To attempt to reparametrize the model in the case that states and parameters are not identifiable, you can use the reparametrize_global function.

reparam = reparametrize_global(model)
(new_ode = X3'(t) = (-1//2*X2(t)*a6*u1(t) + 1//2*X2(t)*a6 + 1//2*X2(t)*a7*u1(t) + 1//2*X2(t)*a7 - 1//2*a1*a6*u1(t) + 1//2*a1*a6 + 1//2*a2*a6*u1(t) + 1//2*a2*a6)//a6
X1'(t) = 1//2*a4*u1(t) - 1//2*a4 + 1//2*a5*u1(t) + 1//2*a5
X2'(t) = 1//2*X2(t)*a3*u1(t) - 1//2*X2(t)*a3 - 1//2*X2(t)*a5*a8*u1(t) - 1//2*X2(t)*a5*a8 + 1//2*a5*a6*u1(t) + 1//2*a5*a6
y2(t) = X1(t)
y1(t) = X3(t)
, new_vars = Dict{Nemo.QQMPolyRingElem, AbstractAlgebra.Generic.FracFieldElem{Nemo.QQMPolyRingElem}}(a6 => p[3]*p[8], X3(t) => x1, a2 => p[7], X1(t) => x3, a4 => p[2], y1(t) => y1, a1 => p[9], a7 => p[3]*p[6], u1(t) => u, y2(t) => y2…), implicit_relations = Nemo.QQMPolyRingElem[])

To print the new proposed model, you can use the new_ode field of the reparam dictionary.

reparam[:new_ode]
X3'(t) = (-1//2*X2(t)*a6*u1(t) + 1//2*X2(t)*a6 + 1//2*X2(t)*a7*u1(t) + 1//2*X2(t)*a7 - 1//2*a1*a6*u1(t) + 1//2*a1*a6 + 1//2*a2*a6*u1(t) + 1//2*a2*a6)//a6
X1'(t) = 1//2*a4*u1(t) - 1//2*a4 + 1//2*a5*u1(t) + 1//2*a5
X2'(t) = 1//2*X2(t)*a3*u1(t) - 1//2*X2(t)*a3 - 1//2*X2(t)*a5*a8*u1(t) - 1//2*X2(t)*a5*a8 + 1//2*a5*a6*u1(t) + 1//2*a5*a6
y2(t) = X1(t)
y1(t) = X3(t)

In the same way, you can use the new_vars field of the reparam dictionary to prind the relation between odd and new parameters and states.

reparam[:new_vars]
Dict{Nemo.QQMPolyRingElem, AbstractAlgebra.Generic.FracFieldElem{Nemo.QQMPolyRingElem}} with 14 entries:
  a6    => p[3]*p[8]
  X3(t) => x1
  a2    => p[7]
  X1(t) => x3
  a4    => p[2]
  y1(t) => y1
  a1    => p[9]
  a7    => p[3]*p[6]
  u1(t) => u
  y2(t) => y2
  a5    => p[1]
  a8    => p[3]*p[4]
  X2(t) => x2*p[8]
  a3    => p[5]

You can easily check if the new model is identifiable

assess_identifiability(reparam[:new_ode])
OrderedCollections.OrderedDict{Any, Symbol} with 11 entries:
  X3(t) => :globally
  X1(t) => :globally
  X2(t) => :globally
  a1    => :globally
  a2    => :globally
  a3    => :globally
  a4    => :globally
  a5    => :globally
  a6    => :globally
  a7    => :globally
  a8    => :globally
Warning

Please note that not all functionalities of the StructuralIdentifiability.jl are implemented in Filtration.jl.
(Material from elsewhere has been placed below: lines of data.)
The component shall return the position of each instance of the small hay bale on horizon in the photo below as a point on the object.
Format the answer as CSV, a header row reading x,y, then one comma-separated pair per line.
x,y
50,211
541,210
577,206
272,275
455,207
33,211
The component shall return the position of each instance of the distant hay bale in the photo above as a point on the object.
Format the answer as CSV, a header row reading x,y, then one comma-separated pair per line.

For more information on the method used to compute identifiability and reparametrization, please refer to the documentation of the StructuralIdentifiability.jl package. You are also free to do an issue if you need a non-implemented functionality.